I put the pill on my tongue and drank the water. I started to feel its effects by the time they were calling five minutes to show. I could feel the energy coursing through my veins. I felt more awake than I had in months. Everything seemed brighter and I was able to put on a good show.  The part that sucked was the coming off the pill. Just like a sugar high, I crashed and I crashed hard. I ended up sleeping half the day after and no one was able to rouse me. I had gotten in trouble because they had to cancel the concert for that evening and the scenes scheduled for that day.

 

It wasn’t long before I was going back to Mia for more of the energy pills. It seemed that the longer I took it the more of them I had to take for them to work. I never did reach the same euphoria as the first time, though. If only I had known what they would do to my personality and how they turned my life upside down, I never would have taken them.

6.
      
Untitled

 

Three weeks after taking the first pill, I was taking them continuously throughout the day to keep myself from crashing.
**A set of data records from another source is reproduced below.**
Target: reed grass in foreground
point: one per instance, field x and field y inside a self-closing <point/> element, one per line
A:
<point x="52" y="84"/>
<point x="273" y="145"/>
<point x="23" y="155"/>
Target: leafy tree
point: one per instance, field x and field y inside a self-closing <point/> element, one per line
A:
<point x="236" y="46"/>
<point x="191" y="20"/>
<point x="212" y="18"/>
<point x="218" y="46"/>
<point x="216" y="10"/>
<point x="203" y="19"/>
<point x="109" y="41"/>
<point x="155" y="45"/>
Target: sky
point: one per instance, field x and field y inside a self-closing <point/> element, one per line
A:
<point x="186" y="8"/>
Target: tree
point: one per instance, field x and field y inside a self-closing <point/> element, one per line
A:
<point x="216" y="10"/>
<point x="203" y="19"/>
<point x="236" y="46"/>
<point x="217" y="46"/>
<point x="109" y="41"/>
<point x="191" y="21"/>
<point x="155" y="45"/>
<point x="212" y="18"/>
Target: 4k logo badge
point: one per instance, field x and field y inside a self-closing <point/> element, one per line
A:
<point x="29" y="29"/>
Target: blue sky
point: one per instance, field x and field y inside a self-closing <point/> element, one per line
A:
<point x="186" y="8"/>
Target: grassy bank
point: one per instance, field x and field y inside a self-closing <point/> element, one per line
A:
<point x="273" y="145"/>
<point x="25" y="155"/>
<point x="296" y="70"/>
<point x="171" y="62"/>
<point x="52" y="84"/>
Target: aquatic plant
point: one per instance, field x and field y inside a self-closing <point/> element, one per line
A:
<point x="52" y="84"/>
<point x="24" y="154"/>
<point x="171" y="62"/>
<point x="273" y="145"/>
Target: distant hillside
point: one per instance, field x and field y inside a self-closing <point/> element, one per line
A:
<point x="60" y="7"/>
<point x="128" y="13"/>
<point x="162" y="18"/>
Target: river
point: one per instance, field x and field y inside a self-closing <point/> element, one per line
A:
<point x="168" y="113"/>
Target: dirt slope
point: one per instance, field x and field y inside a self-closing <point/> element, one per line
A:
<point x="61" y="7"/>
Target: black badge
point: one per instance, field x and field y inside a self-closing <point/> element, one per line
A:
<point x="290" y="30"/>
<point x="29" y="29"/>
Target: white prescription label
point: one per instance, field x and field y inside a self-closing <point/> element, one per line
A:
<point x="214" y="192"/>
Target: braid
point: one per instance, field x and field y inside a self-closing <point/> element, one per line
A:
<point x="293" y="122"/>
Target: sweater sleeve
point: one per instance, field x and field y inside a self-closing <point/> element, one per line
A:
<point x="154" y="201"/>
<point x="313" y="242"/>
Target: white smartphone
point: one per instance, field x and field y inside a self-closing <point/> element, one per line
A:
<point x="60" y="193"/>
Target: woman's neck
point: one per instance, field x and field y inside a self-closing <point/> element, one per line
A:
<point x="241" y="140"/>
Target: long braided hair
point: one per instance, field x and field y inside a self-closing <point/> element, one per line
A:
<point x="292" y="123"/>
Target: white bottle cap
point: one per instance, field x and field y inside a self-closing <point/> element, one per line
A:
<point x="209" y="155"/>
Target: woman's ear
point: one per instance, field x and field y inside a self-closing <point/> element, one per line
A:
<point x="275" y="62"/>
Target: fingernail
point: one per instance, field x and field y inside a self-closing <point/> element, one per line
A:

I would take small naps when I had the chance, but nothing more. I was growing irritable. Snapping at people and acting like I once had when I was younger and turning into a diva. My relationship with Josh started to become strained because of it. He tried to comfort me, knowing that I was under a lot of stress, but I would push him away.

 

My hands would shake because of the pills and the lack of food. With them in my system, I had barely any appetite. Soon I began to lose weight and I was skinny to start with. Like always, the tabloids had picked up on my odd behavior and the way I was pushing Josh away. I had gone from being an innocent princess in their eyes to being nothing better than my sister.